Nobody told me about Yoshkar-Ola, which is part of why it hit the way it did. The capital of the Mari El Republic sits about 700 kilometers east of Moscow on the forested banks of the Malaya Kokshaga River, and somewhere in the 2000s the city government decided to rebuild its waterfront in the style of medieval Bruges. Not inspired by Bruges. Not loosely referencing Bruges. The buildings along Brugge Embankment are meticulous reproductions of specific Flemish facades, with stepped gables and decorative brickwork and ground-floor arcades, facing a calm river where ducks negotiate the reflections of Gothic towers that have never been anywhere near Belgium.

The Embankment That Shouldn’t Exist

I walked along the Brugge Embankment on a Tuesday morning when the tourist groups hadn’t yet arrived and the light was low and grey and the buildings looked, in that light, almost convincing.
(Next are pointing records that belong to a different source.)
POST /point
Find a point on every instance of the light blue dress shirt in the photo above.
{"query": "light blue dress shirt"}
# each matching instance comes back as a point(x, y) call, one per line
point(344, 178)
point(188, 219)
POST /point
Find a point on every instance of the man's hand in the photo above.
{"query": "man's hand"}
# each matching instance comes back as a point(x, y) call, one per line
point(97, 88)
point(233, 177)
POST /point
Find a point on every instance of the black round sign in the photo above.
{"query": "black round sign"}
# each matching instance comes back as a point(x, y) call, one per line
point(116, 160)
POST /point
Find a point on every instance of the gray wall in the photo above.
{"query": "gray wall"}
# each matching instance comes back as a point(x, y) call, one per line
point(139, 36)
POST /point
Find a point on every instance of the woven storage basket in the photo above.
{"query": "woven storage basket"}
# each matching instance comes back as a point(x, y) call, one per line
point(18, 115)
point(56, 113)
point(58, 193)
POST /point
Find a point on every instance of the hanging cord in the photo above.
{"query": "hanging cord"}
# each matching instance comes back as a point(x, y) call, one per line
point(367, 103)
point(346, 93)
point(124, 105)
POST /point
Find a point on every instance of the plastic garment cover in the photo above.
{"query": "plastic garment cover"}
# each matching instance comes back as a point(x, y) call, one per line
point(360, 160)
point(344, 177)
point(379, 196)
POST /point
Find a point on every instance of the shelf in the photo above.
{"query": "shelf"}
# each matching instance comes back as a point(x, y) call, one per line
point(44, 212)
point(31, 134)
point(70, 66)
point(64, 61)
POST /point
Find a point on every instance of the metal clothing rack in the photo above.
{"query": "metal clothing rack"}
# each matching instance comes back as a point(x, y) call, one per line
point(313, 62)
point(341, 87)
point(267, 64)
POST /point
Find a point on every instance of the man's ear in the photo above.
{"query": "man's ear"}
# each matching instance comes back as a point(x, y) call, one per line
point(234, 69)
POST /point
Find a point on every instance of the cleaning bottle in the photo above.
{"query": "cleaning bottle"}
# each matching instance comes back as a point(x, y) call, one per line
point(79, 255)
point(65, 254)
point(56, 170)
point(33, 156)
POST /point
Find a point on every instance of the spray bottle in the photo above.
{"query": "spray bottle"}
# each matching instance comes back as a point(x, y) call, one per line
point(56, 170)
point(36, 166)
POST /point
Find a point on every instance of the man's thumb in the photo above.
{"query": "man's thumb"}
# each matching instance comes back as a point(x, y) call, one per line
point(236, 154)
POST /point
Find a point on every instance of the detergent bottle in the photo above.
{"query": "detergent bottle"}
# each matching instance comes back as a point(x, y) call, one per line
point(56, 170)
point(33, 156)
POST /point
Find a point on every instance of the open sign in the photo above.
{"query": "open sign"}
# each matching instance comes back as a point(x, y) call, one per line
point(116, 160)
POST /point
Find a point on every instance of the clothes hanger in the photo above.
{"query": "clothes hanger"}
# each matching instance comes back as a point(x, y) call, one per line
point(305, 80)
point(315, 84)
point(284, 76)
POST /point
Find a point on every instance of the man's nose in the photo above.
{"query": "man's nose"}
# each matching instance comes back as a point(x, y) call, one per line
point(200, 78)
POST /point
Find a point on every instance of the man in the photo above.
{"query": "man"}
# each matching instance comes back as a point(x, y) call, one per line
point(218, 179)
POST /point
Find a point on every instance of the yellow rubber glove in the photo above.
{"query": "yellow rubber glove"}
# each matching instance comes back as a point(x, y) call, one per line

Then a clock tower on the far side of the river chimed the hour and a procession of mechanical figures — including, unmistakably, a donkey — rotated through an opening in the facade to the tune of something Soviet-adjacent. The donkey completed its rotation with mechanical dignity. I had no framework for this and was grateful.
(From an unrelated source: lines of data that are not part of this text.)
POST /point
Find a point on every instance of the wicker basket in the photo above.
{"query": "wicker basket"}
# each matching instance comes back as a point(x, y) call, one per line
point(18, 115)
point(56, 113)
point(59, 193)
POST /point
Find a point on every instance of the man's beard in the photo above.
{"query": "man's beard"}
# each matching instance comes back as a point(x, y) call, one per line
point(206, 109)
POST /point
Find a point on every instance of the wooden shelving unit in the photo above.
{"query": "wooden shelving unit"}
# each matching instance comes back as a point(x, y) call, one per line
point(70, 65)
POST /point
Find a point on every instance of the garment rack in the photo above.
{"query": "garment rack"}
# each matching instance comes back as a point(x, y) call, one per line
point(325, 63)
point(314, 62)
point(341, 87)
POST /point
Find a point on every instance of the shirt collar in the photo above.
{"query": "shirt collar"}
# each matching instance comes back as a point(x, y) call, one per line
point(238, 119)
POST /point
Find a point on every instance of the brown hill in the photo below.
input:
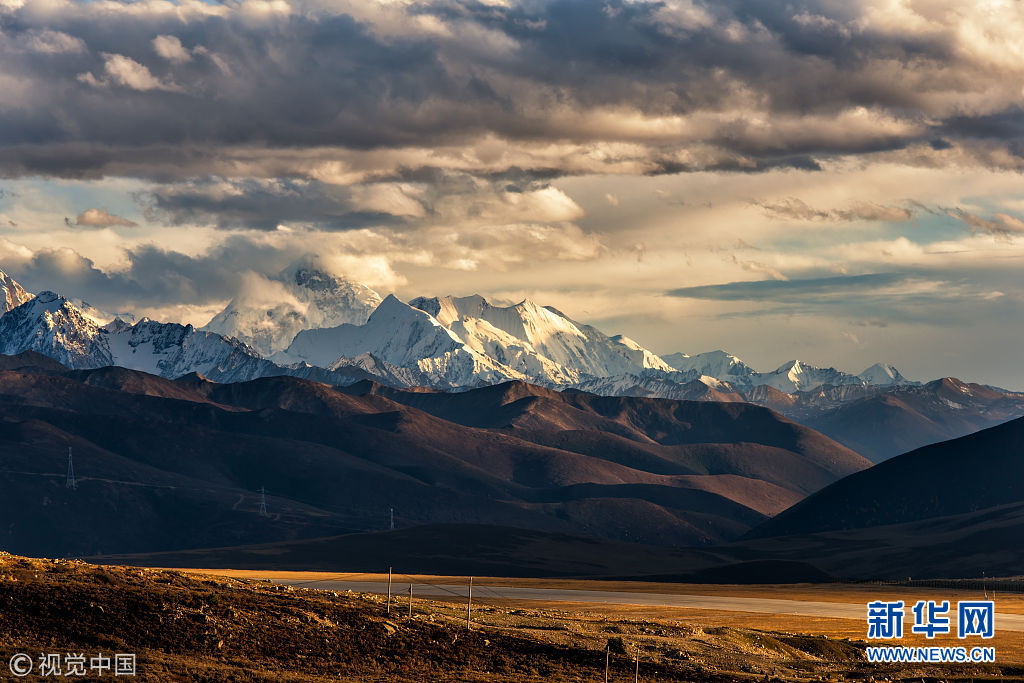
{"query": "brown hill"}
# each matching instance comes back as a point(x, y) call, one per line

The architectural program extended to a replica Kremlin wall and tower, a cathedral with onion domes, and a series of named squares each referencing a different European city. None of this is old. All of it is extremely solid. The effect is not cheap — whatever one thinks of the concept, the construction quality is serious. The city seems to regard its embankment with the unironic pride of a place that built the thing it wanted and doesn’t need your opinion.

Mari Culture and the Old City

The Mari people are the indigenous Finno-Ugric inhabitants of the region, and Yoshkar-Ola has a genuinely interesting ethnographic museum about Mari traditional life — hunting, forest crafts, shamanic practice — that provides a completely different layer beneath the Flemish cosplay. Mari is one of the few indigenous languages of Russia with a significant active speaker population, and you’ll hear it in the market and on some radio stations.
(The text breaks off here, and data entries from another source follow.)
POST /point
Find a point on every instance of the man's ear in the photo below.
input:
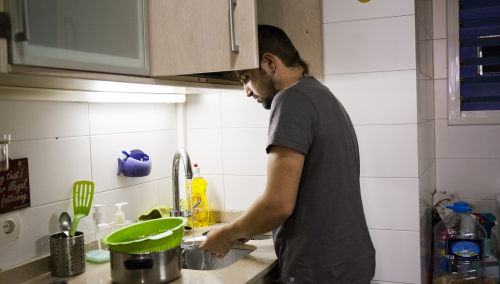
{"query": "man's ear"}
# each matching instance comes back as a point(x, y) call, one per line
point(269, 60)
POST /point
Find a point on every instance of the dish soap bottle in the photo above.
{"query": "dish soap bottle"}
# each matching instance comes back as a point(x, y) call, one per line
point(120, 221)
point(199, 194)
point(99, 256)
point(460, 239)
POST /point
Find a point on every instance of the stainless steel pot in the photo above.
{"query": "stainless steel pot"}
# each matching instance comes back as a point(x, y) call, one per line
point(157, 267)
point(67, 255)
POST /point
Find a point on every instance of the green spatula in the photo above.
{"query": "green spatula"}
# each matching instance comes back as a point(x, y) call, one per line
point(83, 193)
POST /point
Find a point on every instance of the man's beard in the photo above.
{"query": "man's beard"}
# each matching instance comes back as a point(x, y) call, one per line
point(269, 90)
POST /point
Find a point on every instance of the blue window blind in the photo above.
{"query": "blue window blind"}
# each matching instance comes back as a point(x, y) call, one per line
point(479, 55)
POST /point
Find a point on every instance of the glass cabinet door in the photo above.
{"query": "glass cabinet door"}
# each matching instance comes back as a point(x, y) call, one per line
point(91, 35)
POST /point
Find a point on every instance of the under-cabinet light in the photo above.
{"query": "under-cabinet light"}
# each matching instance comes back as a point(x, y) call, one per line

The old parts of the city, away from the embankment, have a more typical mid-sized Russian city character: Soviet-era apartment blocks, a central market, a handful of nineteenth-century merchant buildings in various states. A Mari national theater performs in both Mari and Russian. There are forests fifteen minutes in any direction.

Practical Weirdness

The best time to understand Yoshkar-Ola is to embrace the dissonance rather than resist it. Eat in a café near the embankment and watch Russian families photograph themselves against Flemish façades. Visit the Yoshkar-Ola Museum of Visual Arts, which has a surprisingly decent collection of Russian painting from the nineteenth century. Take the tram — old rolling stock, exactly as loud as you’d expect — through the residential streets to the edge of the birch forest.

The city is small enough to walk across in an hour and large enough to fill a full day if you let yourself be curious. It rewards the traveler who arrived by accident more than the one who planned specifically to see it, because the planning cannot prepare you for the donkey.

When to go: Late May through September. Summer weekends draw Russian tourists specifically to the embankment’s kitsch, which is either fun or overwhelming depending on your disposition — weekday mornings are peaceful. The forests around the city are beautiful in autumn gold (late September, early October). Winter is very cold and the embankment, stripped of its summer crowds, becomes quietly surreal.